Hey thanks.Actually i am also spellbound by the derivations of things like time dilation and its elegance and simplicity.THanks for the inspiration,but i have my exams coming up.Maybe after them,ill devote more time on this.In my country every1 expects you to learn other things first rather than to be curious and follow ur interests.Thnx nywyz

I think it's admirable for one to be interested in Physics; especially SR, which is very accessible with little new mathematics (although there is the large seemingly non-intuative concept to get your head around).

However, I'd like to stress the importance of using standard notation, at least when learning the subject. There are many occasions in (mathematical) physics where there are various different notational conventions that one could use (the signature of the spacetime metric is one which immediately jumps to mind). You should make sure that you use one convention all the time, to avoid confusion when conducting your own calculations, as well as talking to others.
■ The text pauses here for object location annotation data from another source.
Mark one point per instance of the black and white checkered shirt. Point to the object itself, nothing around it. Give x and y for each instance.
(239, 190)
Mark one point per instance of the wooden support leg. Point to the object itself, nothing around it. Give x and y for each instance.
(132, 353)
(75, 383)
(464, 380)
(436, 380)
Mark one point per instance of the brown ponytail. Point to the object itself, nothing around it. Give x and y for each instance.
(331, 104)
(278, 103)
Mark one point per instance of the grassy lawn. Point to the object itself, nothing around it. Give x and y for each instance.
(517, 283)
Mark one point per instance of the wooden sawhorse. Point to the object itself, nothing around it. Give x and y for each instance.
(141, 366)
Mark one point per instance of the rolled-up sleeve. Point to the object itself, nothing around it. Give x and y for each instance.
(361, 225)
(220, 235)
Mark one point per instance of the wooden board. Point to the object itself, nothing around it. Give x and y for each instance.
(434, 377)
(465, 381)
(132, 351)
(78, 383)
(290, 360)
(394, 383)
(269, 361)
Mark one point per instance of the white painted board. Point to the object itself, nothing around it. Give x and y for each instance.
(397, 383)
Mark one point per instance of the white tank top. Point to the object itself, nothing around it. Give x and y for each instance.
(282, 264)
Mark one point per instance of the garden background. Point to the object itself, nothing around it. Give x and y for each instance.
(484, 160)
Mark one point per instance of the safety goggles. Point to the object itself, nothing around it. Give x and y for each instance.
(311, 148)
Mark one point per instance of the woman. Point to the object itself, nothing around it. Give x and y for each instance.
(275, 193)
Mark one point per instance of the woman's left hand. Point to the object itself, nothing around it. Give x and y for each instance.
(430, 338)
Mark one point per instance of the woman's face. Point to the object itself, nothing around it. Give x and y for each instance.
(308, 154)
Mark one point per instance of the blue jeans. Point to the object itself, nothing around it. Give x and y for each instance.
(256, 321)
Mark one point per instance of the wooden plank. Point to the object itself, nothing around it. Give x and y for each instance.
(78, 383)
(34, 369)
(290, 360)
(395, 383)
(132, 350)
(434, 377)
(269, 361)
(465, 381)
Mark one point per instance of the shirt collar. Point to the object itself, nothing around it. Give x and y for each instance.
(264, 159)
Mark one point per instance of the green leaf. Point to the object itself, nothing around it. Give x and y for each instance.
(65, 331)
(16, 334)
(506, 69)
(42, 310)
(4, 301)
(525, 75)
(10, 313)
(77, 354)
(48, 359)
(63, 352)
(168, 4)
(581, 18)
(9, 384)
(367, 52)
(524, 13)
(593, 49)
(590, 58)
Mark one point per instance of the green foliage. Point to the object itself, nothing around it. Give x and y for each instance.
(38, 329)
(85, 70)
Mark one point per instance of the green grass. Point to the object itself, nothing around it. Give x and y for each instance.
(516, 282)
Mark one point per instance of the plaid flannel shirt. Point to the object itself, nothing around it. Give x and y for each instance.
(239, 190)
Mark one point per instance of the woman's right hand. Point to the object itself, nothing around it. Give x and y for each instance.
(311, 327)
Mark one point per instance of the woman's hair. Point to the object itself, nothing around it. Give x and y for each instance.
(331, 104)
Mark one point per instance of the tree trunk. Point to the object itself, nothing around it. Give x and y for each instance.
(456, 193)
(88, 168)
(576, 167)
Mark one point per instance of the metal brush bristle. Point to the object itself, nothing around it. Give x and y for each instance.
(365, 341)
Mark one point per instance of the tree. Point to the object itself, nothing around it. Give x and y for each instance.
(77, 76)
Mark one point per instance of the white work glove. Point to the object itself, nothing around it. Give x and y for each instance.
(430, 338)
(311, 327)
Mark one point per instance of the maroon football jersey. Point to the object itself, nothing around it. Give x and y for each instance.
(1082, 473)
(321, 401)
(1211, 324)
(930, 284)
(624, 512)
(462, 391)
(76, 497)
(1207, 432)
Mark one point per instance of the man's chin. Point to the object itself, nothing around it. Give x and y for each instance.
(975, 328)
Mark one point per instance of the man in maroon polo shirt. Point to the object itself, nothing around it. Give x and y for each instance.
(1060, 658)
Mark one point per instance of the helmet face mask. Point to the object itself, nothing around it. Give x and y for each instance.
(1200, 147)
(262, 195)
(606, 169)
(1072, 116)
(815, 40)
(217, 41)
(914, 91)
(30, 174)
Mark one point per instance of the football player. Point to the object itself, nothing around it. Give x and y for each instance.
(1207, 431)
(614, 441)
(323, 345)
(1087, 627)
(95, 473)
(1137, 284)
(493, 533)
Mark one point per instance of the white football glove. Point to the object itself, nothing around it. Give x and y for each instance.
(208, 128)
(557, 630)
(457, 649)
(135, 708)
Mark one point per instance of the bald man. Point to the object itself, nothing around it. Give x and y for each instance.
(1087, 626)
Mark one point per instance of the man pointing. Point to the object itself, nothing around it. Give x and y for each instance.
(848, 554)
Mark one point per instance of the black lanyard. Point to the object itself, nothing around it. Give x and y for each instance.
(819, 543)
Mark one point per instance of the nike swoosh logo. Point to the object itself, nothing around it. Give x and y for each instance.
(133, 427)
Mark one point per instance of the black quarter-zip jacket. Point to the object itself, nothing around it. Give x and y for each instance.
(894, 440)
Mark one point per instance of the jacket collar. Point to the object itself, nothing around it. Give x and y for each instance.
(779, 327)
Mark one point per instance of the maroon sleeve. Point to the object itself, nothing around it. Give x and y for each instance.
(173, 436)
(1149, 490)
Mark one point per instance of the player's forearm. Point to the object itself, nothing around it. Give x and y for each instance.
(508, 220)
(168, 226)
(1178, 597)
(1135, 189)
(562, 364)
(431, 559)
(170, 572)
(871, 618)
However, in SR, the general convention that the subscript 0 denotes "proper" [time, distance] is used by more or less everyone, and so it would be advisable if you stuck to this; it will help you avoid confusion.

If you get into the habit of using the "correct" notation, and sticking to one form of notation from as early an age as possible, then it will hugely benefit you as a student in years to come!

 

[anantchowdhary]

thanks ill try to do that.Also I am really bad at using LaTex

 

[country boy]

Heres the text quoted:
Consider a particle moving with a constant speed v in the positive x direction.Classically it has momentum=mv=mDx/Dt

in which Dx is the distance it travels in time Dt.To find a relativistic expression for momentum,we start with the new definition

p=mDx/Dt(o)

Here,as before Dx is the distance traveled by a moving particle as viewed by the observer watching that particle.However t(o) is the time required to travel that distance,measured by not the observer watching the moving particle but by an observer moving with the particle.

Using time dilation t/gamma=t(o)

therefore p=mv[gamma]


I didnt understand why distance Dx is same for both observers!

I went back and looked at the quoted text (above). This derivation is simply making the switch to proper time in order to put the momentum in terms of relativistic velocity u. Ordinary velocity v is not a four-vector. It would have been better if the derivation had just stated this and ended up with p=mu. Incidentally, this also avoids other problems, like the concept of relativistic mass.